Homily for July 18th, 2017: Exodus 2:1-15a.
Just twelve days ago, when the first reading told about Abraham preparing to sacrifice his only son Isaac, and how God saved the boy ten seconds from death, I told you that the story was an example of God’s characteristic work: bringing life out of death. If we had time, I said then, I could give you other examples of God doing the same in generation after generation after Abraham and Isaac. Our first reading today gives us another example.
Pharaoh, the ruler of
Egypt, alarmed at
the robust birth rate of the enslaved Hebrews in , decreed that every male
Hebrew child should be killed at birth. “Whom the gods would destroy,” an
ancient saying says, “he first makes mad.” Pharaoh’s order was madness indeed.

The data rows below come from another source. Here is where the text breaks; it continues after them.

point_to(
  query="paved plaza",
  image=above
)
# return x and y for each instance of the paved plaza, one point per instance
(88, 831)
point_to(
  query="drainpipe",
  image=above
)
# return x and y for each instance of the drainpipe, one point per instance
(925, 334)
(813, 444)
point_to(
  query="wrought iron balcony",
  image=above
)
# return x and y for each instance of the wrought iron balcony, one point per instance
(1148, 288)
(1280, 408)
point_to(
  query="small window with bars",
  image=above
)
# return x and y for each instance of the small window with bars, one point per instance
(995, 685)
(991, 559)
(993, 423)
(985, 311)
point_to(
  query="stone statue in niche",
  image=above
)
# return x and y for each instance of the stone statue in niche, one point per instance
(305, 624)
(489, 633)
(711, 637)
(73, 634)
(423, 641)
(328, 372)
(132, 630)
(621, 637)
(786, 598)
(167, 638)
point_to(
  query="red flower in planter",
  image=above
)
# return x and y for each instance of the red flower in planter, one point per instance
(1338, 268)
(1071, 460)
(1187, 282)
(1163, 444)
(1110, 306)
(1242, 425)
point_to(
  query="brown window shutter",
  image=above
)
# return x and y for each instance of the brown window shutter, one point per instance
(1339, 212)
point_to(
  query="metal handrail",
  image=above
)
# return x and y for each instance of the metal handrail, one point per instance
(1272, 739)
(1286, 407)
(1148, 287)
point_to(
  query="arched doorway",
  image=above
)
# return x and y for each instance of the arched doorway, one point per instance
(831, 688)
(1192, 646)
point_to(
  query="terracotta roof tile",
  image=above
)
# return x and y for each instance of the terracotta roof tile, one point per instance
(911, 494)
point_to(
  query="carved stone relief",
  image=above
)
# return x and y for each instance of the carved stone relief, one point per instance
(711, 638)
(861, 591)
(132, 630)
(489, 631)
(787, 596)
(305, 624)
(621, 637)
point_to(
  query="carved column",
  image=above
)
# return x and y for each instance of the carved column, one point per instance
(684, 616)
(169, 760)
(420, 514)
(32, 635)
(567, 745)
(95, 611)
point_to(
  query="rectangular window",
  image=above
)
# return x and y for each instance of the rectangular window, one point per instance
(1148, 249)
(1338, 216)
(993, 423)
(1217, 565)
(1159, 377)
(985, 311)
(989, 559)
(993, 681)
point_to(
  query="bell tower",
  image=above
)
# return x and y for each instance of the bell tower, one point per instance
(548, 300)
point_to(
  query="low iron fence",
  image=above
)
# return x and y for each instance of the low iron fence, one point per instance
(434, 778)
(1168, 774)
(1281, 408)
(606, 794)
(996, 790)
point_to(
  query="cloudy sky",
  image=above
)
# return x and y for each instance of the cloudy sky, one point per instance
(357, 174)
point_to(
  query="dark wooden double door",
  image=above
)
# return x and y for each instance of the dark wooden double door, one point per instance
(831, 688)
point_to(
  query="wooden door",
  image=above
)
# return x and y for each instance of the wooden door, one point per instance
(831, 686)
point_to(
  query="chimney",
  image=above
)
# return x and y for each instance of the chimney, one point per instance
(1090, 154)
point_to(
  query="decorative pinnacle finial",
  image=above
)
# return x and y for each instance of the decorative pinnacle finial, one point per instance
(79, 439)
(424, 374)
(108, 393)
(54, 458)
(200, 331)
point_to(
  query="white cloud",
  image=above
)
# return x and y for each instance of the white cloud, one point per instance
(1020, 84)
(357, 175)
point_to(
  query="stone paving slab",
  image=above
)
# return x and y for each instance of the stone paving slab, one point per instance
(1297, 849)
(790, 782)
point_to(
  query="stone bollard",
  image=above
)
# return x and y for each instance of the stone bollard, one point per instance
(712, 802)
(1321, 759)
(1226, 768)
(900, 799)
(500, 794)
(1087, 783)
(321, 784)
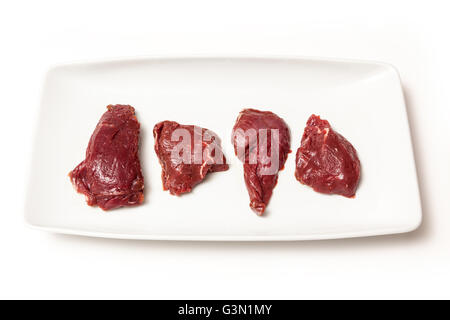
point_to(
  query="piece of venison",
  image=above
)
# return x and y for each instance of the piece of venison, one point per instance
(326, 161)
(261, 164)
(186, 163)
(110, 176)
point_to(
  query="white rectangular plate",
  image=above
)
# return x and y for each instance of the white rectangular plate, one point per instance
(362, 100)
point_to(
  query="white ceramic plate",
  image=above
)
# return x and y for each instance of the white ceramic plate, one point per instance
(362, 100)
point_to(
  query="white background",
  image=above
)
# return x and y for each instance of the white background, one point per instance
(412, 35)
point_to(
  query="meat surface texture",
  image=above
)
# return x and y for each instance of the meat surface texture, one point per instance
(326, 161)
(111, 176)
(182, 169)
(261, 166)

He was ordering the death of the very people he needed for his ambitious
building projects. Egypt
Pharaoh’s order was the reason why the mother of the Hebrew baby in our first reading (whose name, we learn later, was Moses), put him in a water-proofed basket in the river, hoping that the little one would those escape the attention of Pharaoh’s enforcement police. It was a slender hope. Most likely the swiftly flowing water would soon carry away the basket and its content. As an extra precaution the mother tells her maid to keep watch from the nearby bushes.

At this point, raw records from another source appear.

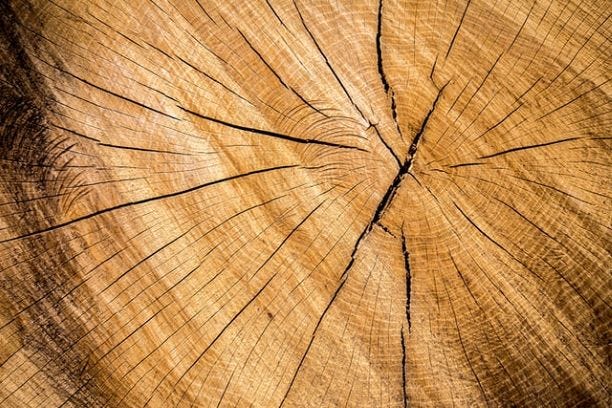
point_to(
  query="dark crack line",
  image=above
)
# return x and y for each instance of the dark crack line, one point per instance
(404, 367)
(146, 200)
(405, 168)
(521, 148)
(314, 40)
(408, 278)
(381, 70)
(382, 206)
(384, 142)
(270, 133)
(450, 47)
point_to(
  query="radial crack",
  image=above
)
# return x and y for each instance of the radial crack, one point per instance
(408, 278)
(381, 70)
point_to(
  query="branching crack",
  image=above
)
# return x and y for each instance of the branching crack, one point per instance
(375, 220)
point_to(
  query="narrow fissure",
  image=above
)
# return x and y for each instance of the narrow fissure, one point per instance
(408, 279)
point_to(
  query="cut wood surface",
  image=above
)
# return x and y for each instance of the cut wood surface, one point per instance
(305, 203)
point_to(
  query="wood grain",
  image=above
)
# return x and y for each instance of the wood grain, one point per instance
(305, 203)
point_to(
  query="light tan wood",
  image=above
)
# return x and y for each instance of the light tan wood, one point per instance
(312, 203)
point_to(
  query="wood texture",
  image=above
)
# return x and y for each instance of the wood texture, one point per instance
(305, 203)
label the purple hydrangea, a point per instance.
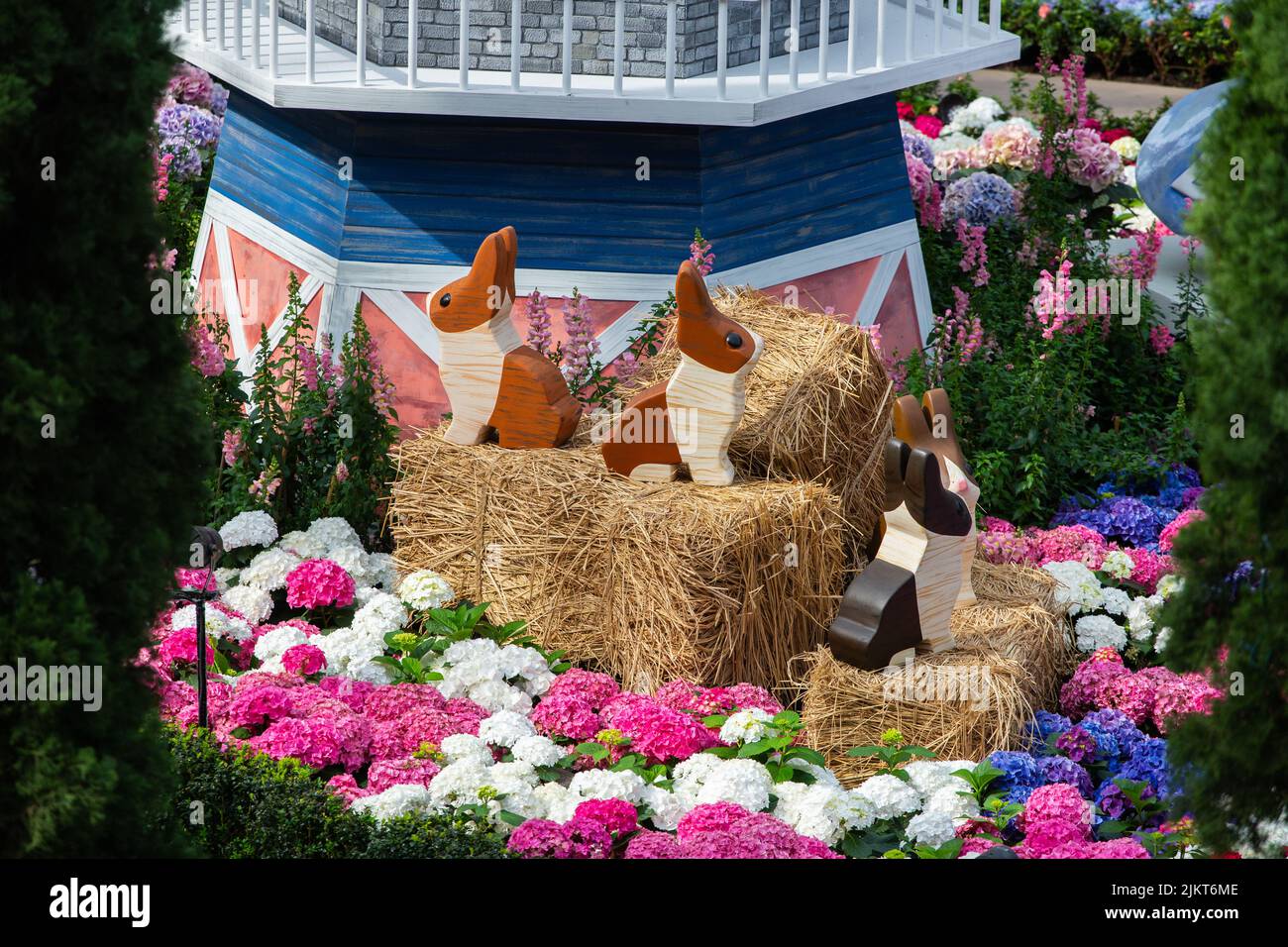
(980, 198)
(1060, 770)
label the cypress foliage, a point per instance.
(1234, 763)
(98, 418)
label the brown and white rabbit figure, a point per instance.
(492, 380)
(690, 419)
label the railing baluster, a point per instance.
(309, 26)
(670, 48)
(463, 53)
(824, 13)
(794, 48)
(851, 58)
(721, 46)
(515, 38)
(360, 46)
(765, 38)
(880, 62)
(411, 44)
(910, 22)
(567, 48)
(618, 44)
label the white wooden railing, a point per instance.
(881, 35)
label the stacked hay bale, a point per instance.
(1013, 650)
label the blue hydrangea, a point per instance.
(1061, 770)
(1018, 770)
(982, 198)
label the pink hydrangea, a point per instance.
(316, 582)
(614, 814)
(1168, 535)
(304, 660)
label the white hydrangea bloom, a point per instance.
(269, 569)
(353, 561)
(303, 545)
(1077, 586)
(746, 727)
(930, 827)
(217, 622)
(252, 602)
(395, 800)
(1099, 631)
(382, 571)
(668, 808)
(888, 796)
(745, 783)
(537, 750)
(1119, 565)
(333, 534)
(505, 728)
(250, 528)
(604, 784)
(274, 643)
(424, 590)
(380, 616)
(467, 746)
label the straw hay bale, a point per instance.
(1012, 654)
(648, 581)
(818, 402)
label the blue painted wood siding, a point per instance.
(425, 189)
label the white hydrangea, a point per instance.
(888, 796)
(333, 534)
(1117, 600)
(537, 750)
(820, 810)
(250, 528)
(668, 808)
(273, 644)
(1099, 631)
(465, 746)
(746, 727)
(745, 783)
(380, 616)
(930, 827)
(1119, 565)
(303, 545)
(381, 571)
(505, 728)
(217, 622)
(353, 561)
(252, 602)
(424, 590)
(395, 800)
(1077, 586)
(268, 570)
(604, 784)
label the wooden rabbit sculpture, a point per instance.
(690, 419)
(906, 595)
(492, 380)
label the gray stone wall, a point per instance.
(438, 33)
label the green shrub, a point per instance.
(1234, 763)
(240, 804)
(99, 420)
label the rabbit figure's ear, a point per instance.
(932, 505)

Against all odds, this high-risk strategy works. The little one is discovered by the daughter of Pharaoh himself. Thus it comes about that the baby is brought up at the court of none other than the ruler who had decreed his death. A remarkable coincidence? So we might say. For the Bible, however, coincidences are God’s way of concealing his identity.

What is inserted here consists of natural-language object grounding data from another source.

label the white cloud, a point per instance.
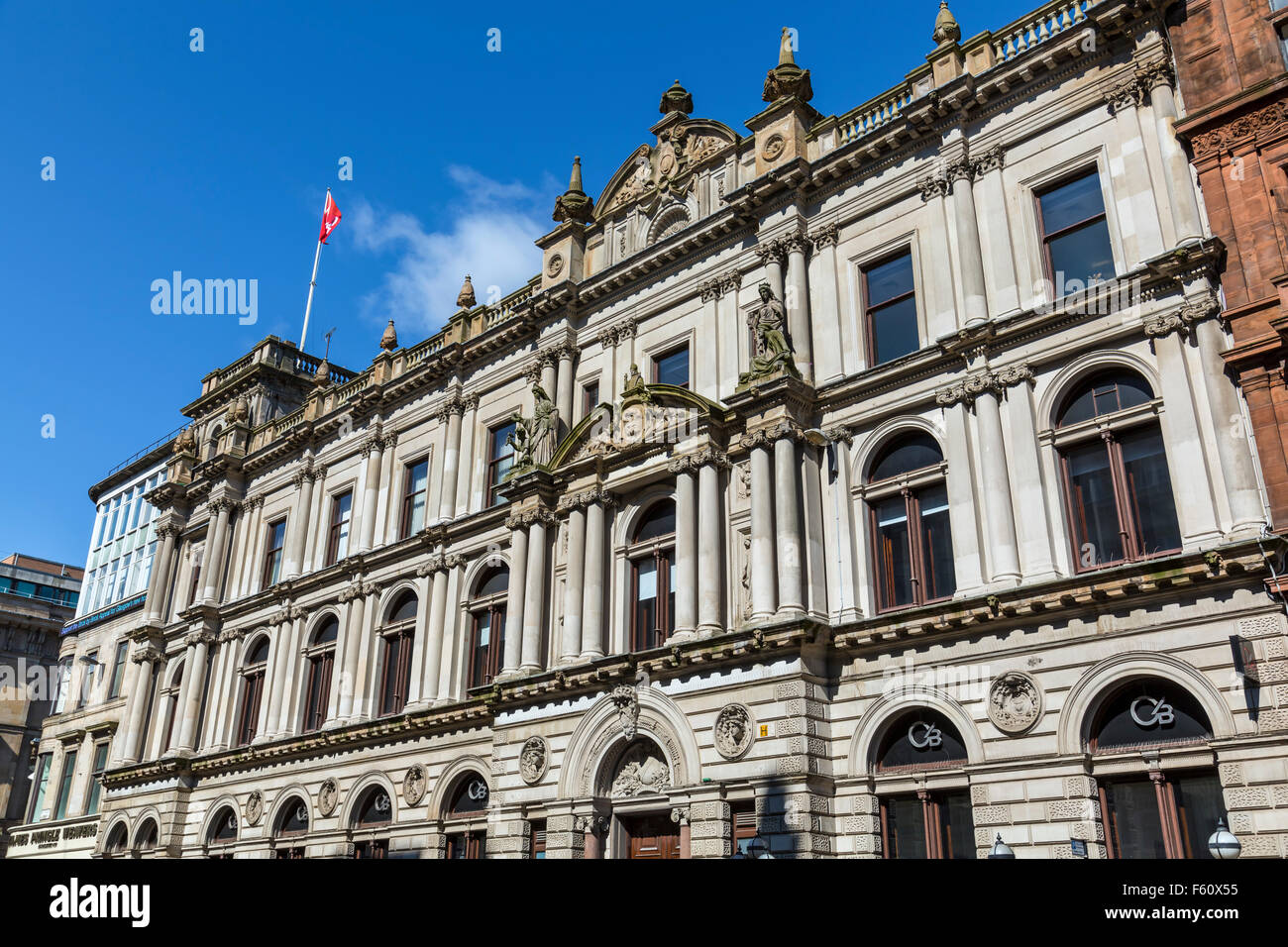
(490, 237)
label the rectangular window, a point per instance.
(95, 788)
(42, 788)
(338, 539)
(673, 368)
(64, 785)
(1076, 235)
(114, 686)
(890, 309)
(273, 557)
(415, 497)
(500, 460)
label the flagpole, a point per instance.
(313, 279)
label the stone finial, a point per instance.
(575, 204)
(389, 341)
(945, 26)
(787, 80)
(677, 99)
(465, 299)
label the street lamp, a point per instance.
(1001, 849)
(1224, 844)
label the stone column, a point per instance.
(797, 302)
(574, 585)
(514, 598)
(535, 596)
(764, 586)
(686, 549)
(565, 397)
(970, 254)
(159, 582)
(1142, 240)
(711, 531)
(193, 688)
(299, 526)
(373, 449)
(451, 414)
(592, 608)
(1157, 78)
(217, 536)
(1233, 434)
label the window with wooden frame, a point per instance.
(253, 690)
(398, 634)
(500, 460)
(890, 309)
(907, 496)
(673, 368)
(1115, 474)
(321, 660)
(1076, 247)
(274, 544)
(415, 497)
(487, 626)
(652, 565)
(338, 535)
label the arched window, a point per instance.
(146, 839)
(253, 690)
(375, 810)
(467, 806)
(321, 657)
(935, 822)
(487, 625)
(1119, 491)
(117, 840)
(912, 541)
(1160, 812)
(652, 557)
(398, 634)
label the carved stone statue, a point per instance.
(773, 355)
(533, 437)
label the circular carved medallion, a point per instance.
(413, 784)
(254, 808)
(1014, 702)
(533, 761)
(329, 793)
(733, 733)
(774, 146)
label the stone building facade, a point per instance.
(1232, 59)
(862, 484)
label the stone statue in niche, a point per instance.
(773, 356)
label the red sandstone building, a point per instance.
(1232, 56)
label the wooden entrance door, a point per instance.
(655, 836)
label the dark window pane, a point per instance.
(894, 331)
(1150, 491)
(889, 279)
(1094, 509)
(1073, 202)
(894, 558)
(936, 544)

Surrounded by every luxury, including we can assume, an education in the highest culture of that day, the adult Moses shows himself to possess a keen sense of justice. Seeing two Hebrews being abused by their Egyptian taskmaster, he intervenes by slaying the abuser. He does so carefully, only after assuring himself that there are no witnesses, other than the two men whom he saves. Oppressed people often turn on each other: see the statistics of black-on-black crime today. When Moses sees two of his Hebrew countrymen fighting, he rebukes them. “Are you going to kill us like you killed that Egyptian yesterday?” they ask. Alarmed that his blow for justice is not secret, as he supposed, Moses must flee for his life. So it comes about that a man twice on the brink of death, once as an infant, then as an adult, becomes the man whom God has chosen to save his entire people, trapped between the impassible waters ahead, and Pharaoh’s army closing in on them from behind.
Once again we witness God as the God of the impossible, whose characteristic work in every generation, our own included, is to bring life out of death.